As another example, portions of a given processing platform in some embodiments can comprise converged infrastructure.
It should therefore be understood that in other embodiments different arrangements of additional or alternative elements may be used. At least a subset of these elements may be collectively implemented on a common processing platform, or each such element may be implemented on a separate processing platform.
Also, numerous other arrangements of computers, servers, storage products or devices, or other components are possible in the information processing system 100. Such components can communicate with other elements of the information processing system 100 over any type of network or other communication media.
For example, particular types of storage products that can be used in implementing a given storage system of an information processing system in an illustrative embodiment include all-flash and hybrid flash storage arrays, scale-out all-flash storage arrays, scale-out NAS clusters, or other types of storage arrays. Combinations of multiple ones of these and other storage products can also be used in implementing a given storage system in an illustrative embodiment.

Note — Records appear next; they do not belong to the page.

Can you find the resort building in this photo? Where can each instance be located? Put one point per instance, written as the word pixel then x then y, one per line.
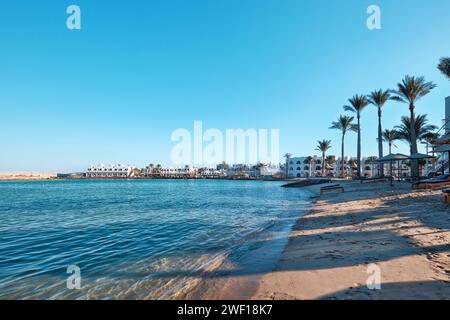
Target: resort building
pixel 305 167
pixel 109 171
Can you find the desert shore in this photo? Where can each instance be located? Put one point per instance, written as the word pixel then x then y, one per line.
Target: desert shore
pixel 405 233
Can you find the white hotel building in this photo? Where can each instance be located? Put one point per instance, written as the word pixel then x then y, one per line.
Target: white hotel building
pixel 109 171
pixel 299 167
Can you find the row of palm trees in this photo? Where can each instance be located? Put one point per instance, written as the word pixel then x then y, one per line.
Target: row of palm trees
pixel 412 128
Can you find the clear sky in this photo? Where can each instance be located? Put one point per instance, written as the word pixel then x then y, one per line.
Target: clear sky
pixel 114 91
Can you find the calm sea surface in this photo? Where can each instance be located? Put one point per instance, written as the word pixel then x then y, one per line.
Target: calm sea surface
pixel 136 239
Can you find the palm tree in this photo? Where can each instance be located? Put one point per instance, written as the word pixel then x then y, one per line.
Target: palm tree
pixel 330 161
pixel 309 160
pixel 444 67
pixel 288 157
pixel 378 99
pixel 409 91
pixel 344 124
pixel 357 105
pixel 421 130
pixel 323 146
pixel 390 136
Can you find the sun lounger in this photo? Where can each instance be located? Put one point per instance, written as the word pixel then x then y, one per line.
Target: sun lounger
pixel 331 188
pixel 446 193
pixel 435 183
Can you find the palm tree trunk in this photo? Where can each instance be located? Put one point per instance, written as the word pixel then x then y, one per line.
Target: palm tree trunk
pixel 390 152
pixel 414 163
pixel 359 146
pixel 380 143
pixel 342 158
pixel 323 163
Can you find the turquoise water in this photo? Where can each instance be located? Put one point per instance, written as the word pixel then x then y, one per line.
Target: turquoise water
pixel 135 239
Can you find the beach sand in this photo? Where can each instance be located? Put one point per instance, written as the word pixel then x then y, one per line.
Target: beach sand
pixel 404 232
pixel 5 176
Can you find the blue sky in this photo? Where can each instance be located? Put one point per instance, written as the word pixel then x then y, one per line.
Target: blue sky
pixel 114 91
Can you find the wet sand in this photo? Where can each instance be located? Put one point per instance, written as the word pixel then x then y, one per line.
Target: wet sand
pixel 403 232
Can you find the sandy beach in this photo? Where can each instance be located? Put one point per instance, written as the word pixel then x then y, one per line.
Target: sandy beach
pixel 6 176
pixel 405 233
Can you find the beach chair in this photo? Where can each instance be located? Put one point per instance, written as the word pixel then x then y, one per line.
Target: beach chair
pixel 433 184
pixel 331 188
pixel 446 193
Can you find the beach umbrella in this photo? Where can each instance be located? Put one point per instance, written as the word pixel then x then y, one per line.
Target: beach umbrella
pixel 420 156
pixel 445 139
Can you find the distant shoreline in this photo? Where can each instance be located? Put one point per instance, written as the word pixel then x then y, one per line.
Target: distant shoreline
pixel 52 177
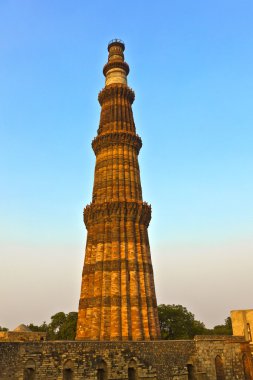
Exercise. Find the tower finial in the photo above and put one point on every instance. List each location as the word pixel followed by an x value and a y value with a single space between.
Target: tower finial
pixel 116 69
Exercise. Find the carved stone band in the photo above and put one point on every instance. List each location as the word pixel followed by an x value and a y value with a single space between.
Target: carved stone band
pixel 138 212
pixel 102 141
pixel 116 64
pixel 116 90
pixel 117 265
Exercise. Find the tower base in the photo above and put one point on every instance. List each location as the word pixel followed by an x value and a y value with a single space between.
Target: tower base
pixel 201 358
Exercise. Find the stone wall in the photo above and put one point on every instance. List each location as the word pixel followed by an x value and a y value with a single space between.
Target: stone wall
pixel 242 323
pixel 153 360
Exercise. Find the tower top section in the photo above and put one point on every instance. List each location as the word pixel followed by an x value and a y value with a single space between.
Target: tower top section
pixel 116 69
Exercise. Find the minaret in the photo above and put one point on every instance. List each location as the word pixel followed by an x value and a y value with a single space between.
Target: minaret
pixel 118 300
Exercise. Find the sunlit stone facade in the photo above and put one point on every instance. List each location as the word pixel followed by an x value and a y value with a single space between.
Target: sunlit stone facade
pixel 118 300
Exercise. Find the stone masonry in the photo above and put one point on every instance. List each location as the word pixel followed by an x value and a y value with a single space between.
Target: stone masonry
pixel 149 360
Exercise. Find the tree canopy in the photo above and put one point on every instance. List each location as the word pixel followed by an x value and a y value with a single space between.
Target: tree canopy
pixel 176 322
pixel 61 327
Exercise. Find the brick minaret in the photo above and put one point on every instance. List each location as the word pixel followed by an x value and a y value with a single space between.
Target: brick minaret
pixel 118 300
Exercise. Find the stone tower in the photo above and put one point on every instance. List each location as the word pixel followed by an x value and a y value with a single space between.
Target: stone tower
pixel 118 300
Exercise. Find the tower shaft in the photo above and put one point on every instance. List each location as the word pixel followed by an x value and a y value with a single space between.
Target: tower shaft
pixel 118 300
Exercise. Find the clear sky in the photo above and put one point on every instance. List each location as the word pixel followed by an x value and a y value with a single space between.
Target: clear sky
pixel 191 68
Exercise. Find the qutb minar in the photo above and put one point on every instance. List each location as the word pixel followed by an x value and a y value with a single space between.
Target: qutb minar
pixel 118 300
pixel 118 335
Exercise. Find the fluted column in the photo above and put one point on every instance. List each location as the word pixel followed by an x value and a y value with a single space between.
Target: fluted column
pixel 118 300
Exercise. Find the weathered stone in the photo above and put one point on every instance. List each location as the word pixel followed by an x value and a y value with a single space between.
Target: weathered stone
pixel 118 300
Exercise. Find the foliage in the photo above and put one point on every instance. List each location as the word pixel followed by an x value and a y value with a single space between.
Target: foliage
pixel 176 322
pixel 225 329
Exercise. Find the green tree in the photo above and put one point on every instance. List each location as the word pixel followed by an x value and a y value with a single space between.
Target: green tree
pixel 176 322
pixel 225 329
pixel 63 326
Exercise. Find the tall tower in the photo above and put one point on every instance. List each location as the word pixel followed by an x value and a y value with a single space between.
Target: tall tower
pixel 118 300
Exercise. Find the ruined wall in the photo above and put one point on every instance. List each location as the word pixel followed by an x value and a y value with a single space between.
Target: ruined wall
pixel 14 336
pixel 155 360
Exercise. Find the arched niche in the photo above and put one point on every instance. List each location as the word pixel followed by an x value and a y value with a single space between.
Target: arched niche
pixel 132 370
pixel 219 368
pixel 68 370
pixel 101 370
pixel 246 367
pixel 29 370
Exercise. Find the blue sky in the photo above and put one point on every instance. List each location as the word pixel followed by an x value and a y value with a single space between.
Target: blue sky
pixel 191 69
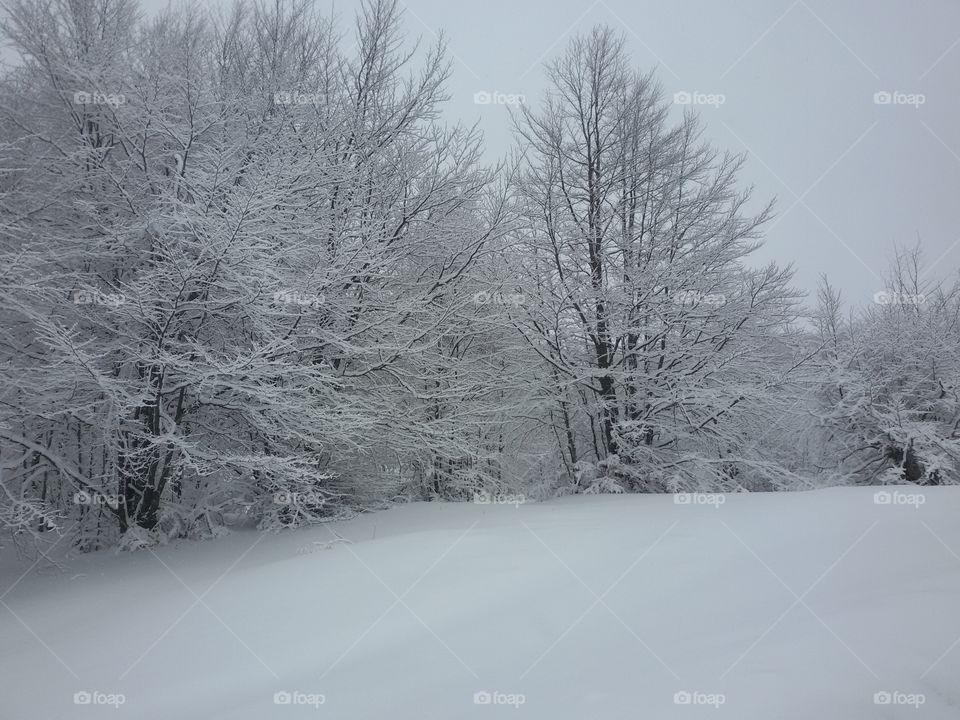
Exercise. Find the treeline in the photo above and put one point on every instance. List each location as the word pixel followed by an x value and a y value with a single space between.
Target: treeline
pixel 249 276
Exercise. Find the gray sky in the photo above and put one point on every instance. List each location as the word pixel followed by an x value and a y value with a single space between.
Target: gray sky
pixel 798 79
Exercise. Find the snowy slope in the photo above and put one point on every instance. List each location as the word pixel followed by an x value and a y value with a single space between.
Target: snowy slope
pixel 802 605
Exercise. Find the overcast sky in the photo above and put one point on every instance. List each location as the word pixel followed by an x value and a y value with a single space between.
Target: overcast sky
pixel 798 80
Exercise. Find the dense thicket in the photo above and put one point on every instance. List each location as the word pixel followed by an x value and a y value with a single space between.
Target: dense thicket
pixel 247 274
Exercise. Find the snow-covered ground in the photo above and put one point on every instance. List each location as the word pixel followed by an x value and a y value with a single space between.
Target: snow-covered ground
pixel 825 604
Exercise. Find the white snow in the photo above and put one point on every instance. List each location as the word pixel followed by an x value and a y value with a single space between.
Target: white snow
pixel 790 605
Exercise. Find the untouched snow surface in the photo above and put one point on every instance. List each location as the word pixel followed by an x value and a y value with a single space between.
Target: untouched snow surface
pixel 826 604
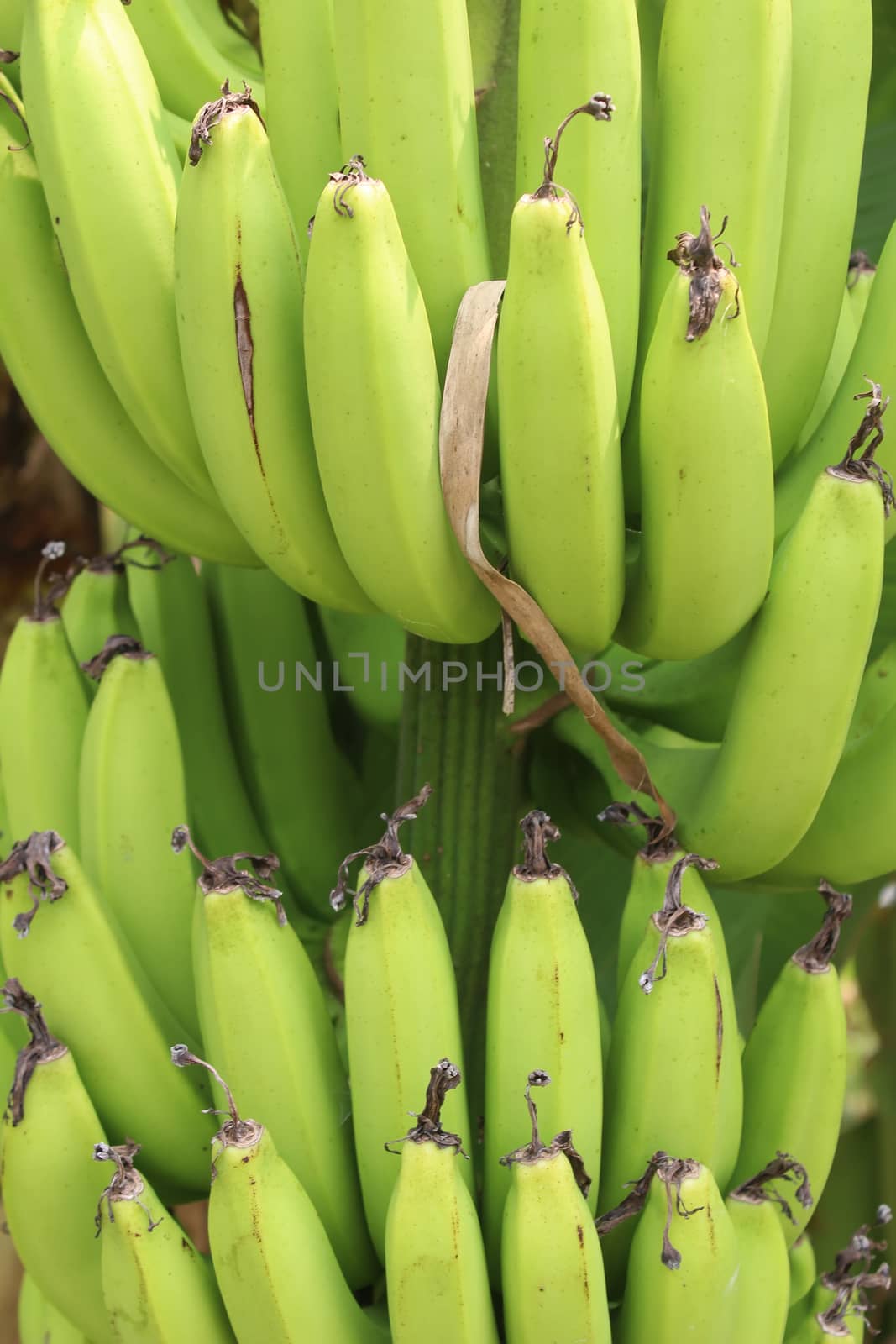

It should again be emphasized that the above-described embodiments are presented for purposes of illustration only. Many variations and other alternative embodiments may be used. Also, the particular configurations of system and device elements and associated processing operations illustratively shown in the drawings can be varied in other embodiments. Thus, for example, the particular types of processing devices, modules, systems and resources deployed in a given embodiment and their respective configurations may be varied. Moreover, the various assumptions made above in the course of describing the illustrative embodiments should also be viewed as exemplary rather than as requirements or limitations of the disclosure. Numerous other alternative embodiments within the scope of the appended claims will be readily apparent to those skilled in the art.